30 May 2014

BLAST, RefSeq, DAVID, aster, and species distribution models

May 26 - 30 notes



For working with DAVID database, needed gene IDs for high quality reference hits. Used the RefSeq protein database targeting Apis mellifera and Drosophila as preliminary examination by Sara showed these returned the most hits that were in the DAVID database.

The following script

  • downloads the RefSeq protein database,
  • makes a database alias for Apis mellifera and Drosophila as explained here but using taxid 7460 for Apis mellifera. note that the ‘gi.list’ file needs to be created and in the directory before running the script
  • runs blastx in parallel creating a file in BLAST archive format


## download newest version of database using `update_blastdb.pl` script
update_blastdb.pl refseq_protein

## uncompress files
for filename in *.tar.gz
    tar zxf $filename

## make alias to A. mellifera and Drosophila
blastdb_aliastool -gilist ../amellifera_drosophila_gi.list -db refseq_protein -out refseq_protein_amellifera_drosophila -title "Apis mellifera and Drosophila Refseq Protein database"

# blastx using GNU parallel 
cat $transcriptome | parallel -j 8 --block 100k --recstart '>' --pipe blastx -evalue 0.01 -max_target_seqs 1 -outfmt 11 -db  refseq_protein_amellifera_drosophila -query - > ApTranscriptome_parallel_blastx_refseq_protein_amellifera_drosophila

I then created a table format file with 1 hit per query using blast_formatter:

blast_formatter -archive ApTranscriptome_parallel_blastx_refseq_protein_amellifera_drosophila -max_target_seqs 1 -outfmt 6 -out test6

Of the initial 105k transcripts, 29,080 had BLAST hits to the Apis mellifera & Drosophila RefSeq protein database.
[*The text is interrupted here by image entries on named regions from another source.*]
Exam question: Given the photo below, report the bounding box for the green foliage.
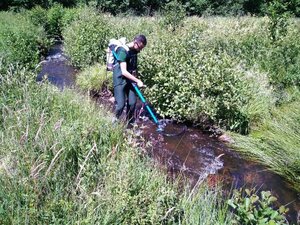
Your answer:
[0,64,232,224]
[267,0,290,42]
[228,189,288,225]
[234,88,300,191]
[161,0,186,31]
[45,4,65,38]
[0,12,50,69]
[63,8,110,68]
[76,63,112,91]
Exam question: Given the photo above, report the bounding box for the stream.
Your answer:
[37,42,300,224]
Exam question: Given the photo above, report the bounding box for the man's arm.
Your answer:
[120,62,144,87]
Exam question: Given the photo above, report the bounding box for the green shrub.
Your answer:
[141,26,266,133]
[0,12,50,69]
[61,7,84,30]
[0,65,232,224]
[161,0,186,31]
[46,4,65,38]
[76,64,112,91]
[63,8,110,68]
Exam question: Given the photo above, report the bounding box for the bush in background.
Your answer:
[63,8,110,68]
[76,63,112,92]
[0,12,50,69]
This is the file I then used for DAVID.



Figuring out how to use rDAVIDWebService…


Centennial paper


Jay et al. 2012 Molecular Ecology

  • applying SDMs to genetic clusters prone to two errors
  • statistical errors in assignment of individuals to clusters would not be accounted for
  • inaccurate modeling of admixture
  • ancestry distribution models account for these two problems
  • project ancestry coefficients on geographic maps
  • limit the number of clusters to < 4 …. why?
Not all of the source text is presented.